I DID put down some carbon x xsrt starter fert and milo same day as over seed. I scalped the lawn to much due to an unknown flat tire in my mower and it caused alot of damage that I am still trying to fix. But point being ive only mowed twice at 3" since my overseed and fert. Old grass us not growing g like crazy and out growing new grass.


----------



## M32075 (May 9, 2019)

outdoorsmen said:
 

> I DID put down some carbon x xsrt starter fert and milo same day as over seed. I scalped the lawn to much due to an unknown flat tire in my mower and it caused alot of damage that I am still trying to fix. But point being ive only mowed twice at 3" since my overseed and fert. Old grass us not growing g like crazy and out growing new grass.

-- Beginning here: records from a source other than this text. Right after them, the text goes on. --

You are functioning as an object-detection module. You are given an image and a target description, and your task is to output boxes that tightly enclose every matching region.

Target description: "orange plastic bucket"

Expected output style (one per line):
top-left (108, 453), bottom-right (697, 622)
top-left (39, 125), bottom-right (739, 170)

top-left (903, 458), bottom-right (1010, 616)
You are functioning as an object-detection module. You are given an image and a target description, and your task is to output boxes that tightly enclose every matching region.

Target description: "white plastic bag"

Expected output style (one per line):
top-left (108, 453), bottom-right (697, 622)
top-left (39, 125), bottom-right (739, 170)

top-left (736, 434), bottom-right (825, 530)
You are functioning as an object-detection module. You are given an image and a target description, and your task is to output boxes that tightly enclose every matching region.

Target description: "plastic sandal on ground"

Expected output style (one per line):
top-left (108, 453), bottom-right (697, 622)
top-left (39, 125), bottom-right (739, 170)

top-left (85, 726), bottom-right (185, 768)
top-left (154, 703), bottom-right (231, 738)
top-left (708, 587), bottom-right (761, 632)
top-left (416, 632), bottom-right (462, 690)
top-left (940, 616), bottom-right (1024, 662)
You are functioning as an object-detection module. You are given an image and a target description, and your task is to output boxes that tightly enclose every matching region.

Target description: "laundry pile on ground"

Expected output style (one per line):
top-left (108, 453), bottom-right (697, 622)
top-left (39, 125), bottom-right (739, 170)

if you scalped the existing lawn down to the crown or close it takes awhile for it to recover which is not a bad thing it gives the seed a chance to germinate and fill in a little even with fertilizer put down with seed.


----------



## Justmatson (Apr 4, 2020)

learningeveryday said:


> Use quality compost (not mushroom soil) instead of topsoil. It's the magic sauce.


100% agree. I had some left over from a veggie garden and threw some along my driveway when I seeded. That section came up faster, thicker, less weeds.


----------